Yes, this is the first time in the lifetimes of most Jews alive today that we, as a people, are under so much attack on so many fronts. The cornerstone of Zionism, that if only we had a country with an army to defend us, we could genuinely bid “Never Again” to genocide. Certainly, for the first time we can conceive of there is a significant body of Jewish hostages, cruelly kept as human shields, as bargaining chips and just to enjoy Jewish vulnerability that we had all thought was finally a thing of the far distant past.
Serious people seriously ask can we halachically, in accordance with Jewish religious law, greet each other with the phrase Chag Sameach, may you festival be joyous? Shall we sing the beloved songs concluding the Seder? Can we possibly fulfill the Torah injunction, V’Samachta b’Chagecha, and you shall rejoice in your festival? And even if we can, technically, isn’t it possibly in monumental poor taste to carry on as usual?
Of course the Nation of Israel remains at a war begun just over half-a-year ago, at the conclusion of the previous Chag, Sukkot, on it’s concluding holiday, Simchat Torah (remembering the multiple ironies that Sukkot itself is called Z’man Simchateinu, the Time Of Our Happiness and Simchat Torah means and celebrates Joy In Our Torah). For those of us living in the State of Israel, not a one of us is untouched, there being zero degrees of separation here between us. We all remain obsessed over the hostages, however many even remain alive, and our committed to their return (or to our forcing their return, either by military pressure of, invoking the old and hard to recall triumph of the rescue at Entebbe almost fifty years ago (July 4th, 1976, heroically led by the brother of our current Prime Minister, Binyomin Netanyahu (who also participated in that rescue), Yonatan Netanyahu).
Yes, all that is true, but those who advocate reducing or eliminating the joy miss the greater point.
Joyously celebrating each of our festivals is, as I mentioned, a Torah injunction, a Mitzvah. Not only are mitzvot eternally binding, the very meaning of mitzvah, which comes from the root צוות, which means a tightly bound group, means to join. While our personal experience might be significant to our individual spiritual journeys, our collective mitzvot, like this one, joins us together across place and through time, making us the unique nation, Am Yisrael who we are.
It’s not that we’re smarter than others or more successful, more virtuous or more gifted by God that defines us as a people, so much as it is our three -and-a-half thousand year commitment to binding ourselves together under the sovereignty of The Creator.

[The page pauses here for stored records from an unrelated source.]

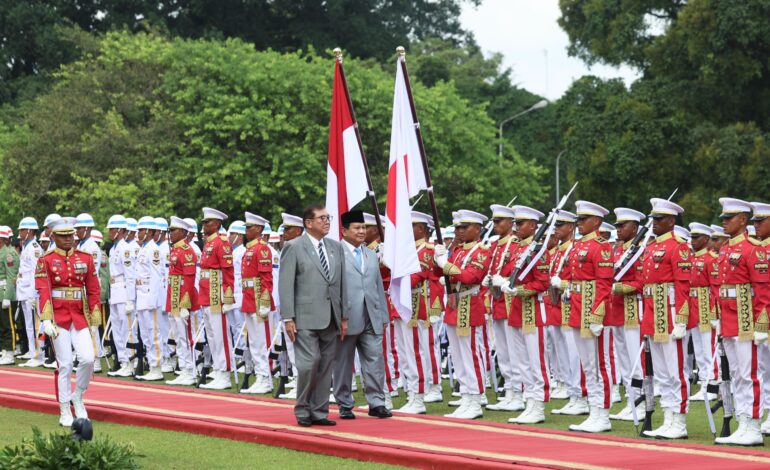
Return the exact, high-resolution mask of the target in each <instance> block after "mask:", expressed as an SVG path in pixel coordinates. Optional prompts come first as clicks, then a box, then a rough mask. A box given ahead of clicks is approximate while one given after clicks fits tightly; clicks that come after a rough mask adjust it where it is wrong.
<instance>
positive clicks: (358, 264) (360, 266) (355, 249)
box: [355, 246, 364, 271]
mask: <svg viewBox="0 0 770 470" xmlns="http://www.w3.org/2000/svg"><path fill="white" fill-rule="evenodd" d="M355 252H356V263H357V264H358V268H359V269H360V270H362V271H363V270H364V257H363V254H362V253H361V247H360V246H357V247H356V249H355Z"/></svg>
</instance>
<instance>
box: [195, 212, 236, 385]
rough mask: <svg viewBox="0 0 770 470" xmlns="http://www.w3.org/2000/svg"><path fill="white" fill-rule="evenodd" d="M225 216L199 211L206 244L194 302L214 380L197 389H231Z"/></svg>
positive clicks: (233, 282)
mask: <svg viewBox="0 0 770 470" xmlns="http://www.w3.org/2000/svg"><path fill="white" fill-rule="evenodd" d="M226 219H227V214H225V213H223V212H220V211H218V210H216V209H211V208H209V207H204V208H203V222H202V225H203V235H204V236H205V242H206V244H205V245H204V246H203V251H202V253H201V277H200V283H199V285H200V292H199V294H198V300H199V301H200V304H201V307H202V308H203V315H204V317H203V319H204V322H205V325H206V338H208V341H209V347H210V349H211V355H212V358H213V360H214V371H213V372H212V375H213V376H214V380H212V381H211V382H208V383H205V384H203V385H201V388H209V389H214V390H224V389H228V388H230V387H231V386H232V384H231V382H230V371H231V370H232V368H233V366H234V364H232V354H231V347H232V338H230V333H229V331H230V329H229V328H228V326H227V316H226V315H223V313H227V312H229V311H230V310H232V309H233V308H235V297H234V294H233V288H234V286H233V284H234V282H235V276H234V273H233V247H232V245H231V244H230V242H229V241H228V240H227V236H226V235H220V233H219V229H220V228H221V227H222V221H224V220H226Z"/></svg>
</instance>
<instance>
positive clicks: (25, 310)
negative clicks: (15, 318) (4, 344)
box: [19, 300, 44, 360]
mask: <svg viewBox="0 0 770 470" xmlns="http://www.w3.org/2000/svg"><path fill="white" fill-rule="evenodd" d="M19 303H20V304H21V309H22V311H23V313H24V327H25V329H26V333H27V344H28V345H29V355H30V359H39V360H43V344H44V342H42V341H39V340H38V339H37V337H38V333H39V332H40V317H39V316H38V313H37V310H36V309H35V308H34V307H33V306H32V300H22V301H20V302H19Z"/></svg>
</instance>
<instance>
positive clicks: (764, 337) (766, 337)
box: [754, 331, 767, 346]
mask: <svg viewBox="0 0 770 470" xmlns="http://www.w3.org/2000/svg"><path fill="white" fill-rule="evenodd" d="M766 341H767V333H765V332H763V331H755V332H754V344H755V345H757V346H759V345H760V344H762V343H764V342H766Z"/></svg>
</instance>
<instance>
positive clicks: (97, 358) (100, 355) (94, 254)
mask: <svg viewBox="0 0 770 470" xmlns="http://www.w3.org/2000/svg"><path fill="white" fill-rule="evenodd" d="M75 220H76V222H75V236H76V237H77V239H78V245H77V249H78V250H80V251H82V252H84V253H88V254H89V255H91V258H92V259H93V260H94V266H95V267H96V270H97V272H98V271H99V266H101V265H102V249H101V248H100V247H99V244H98V243H96V241H95V240H94V239H93V238H91V230H93V227H94V226H95V225H96V224H94V218H93V217H91V214H87V213H82V214H80V215H78V216H77V217H76V219H75ZM88 329H89V331H90V332H91V340H92V342H93V346H94V357H95V358H96V360H94V372H101V371H102V361H101V358H102V357H104V348H102V338H101V335H100V333H99V326H98V325H92V326H90V327H89V328H88Z"/></svg>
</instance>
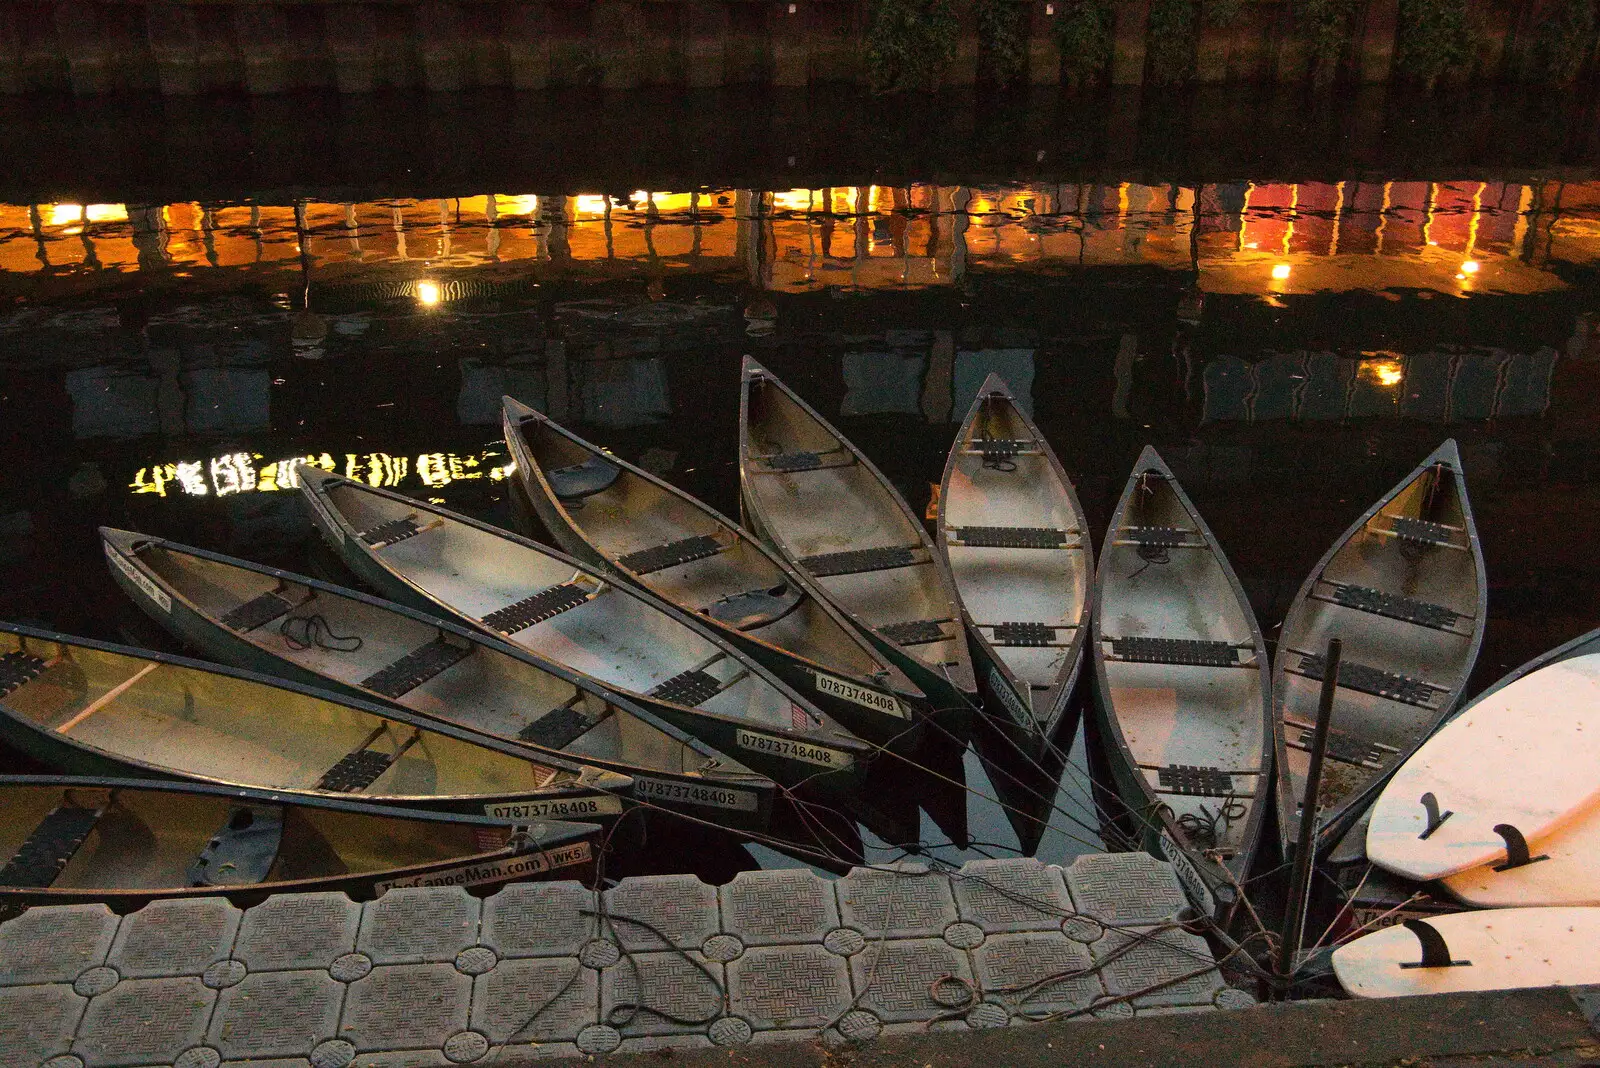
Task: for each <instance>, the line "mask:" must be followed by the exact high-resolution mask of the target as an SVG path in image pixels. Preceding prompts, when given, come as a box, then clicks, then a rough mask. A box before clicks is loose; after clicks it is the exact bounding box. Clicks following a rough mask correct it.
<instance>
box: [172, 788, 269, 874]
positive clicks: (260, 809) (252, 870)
mask: <svg viewBox="0 0 1600 1068" xmlns="http://www.w3.org/2000/svg"><path fill="white" fill-rule="evenodd" d="M282 846H283V809H280V807H278V806H275V804H254V806H251V804H235V806H232V807H230V809H229V812H227V822H224V823H222V827H219V828H218V830H216V833H214V835H211V838H210V839H208V841H206V844H205V849H202V851H200V855H198V857H195V859H194V863H190V865H189V871H187V881H189V886H246V884H251V883H261V881H264V879H266V878H267V873H269V871H272V863H274V862H275V860H277V859H278V849H282Z"/></svg>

Some might try to define our insistence on happiness, davka, especially, on this year’s chag as a sign of resilience under fire, as it were. But nothing is further than the truth.Rather it is our gutty realism. Pesach is eternal. The current war, like all wars, is just in passing. As a people, we’ve experienced many wars, many of them much more threatening and damaging and existential, than this one.
Perhaps because the US has never been invaded, Americans have an unrealistic fear and revulsion to war.
Sure, it’s a drag and no one, I repeat NO ONE here is untouched, but life goes on. Israel remains in the “top happiest countries” list. Perhaps it’s a matter of expectations and, more likely, there’s a translation error. “Shalom”, Peace, for which we pray at least three times every day, doesn’t mean the absence of battles, but a sense of completion and fullness. That we have yet to reach those goals is no reason to end the millennia of hard work so ingloriously.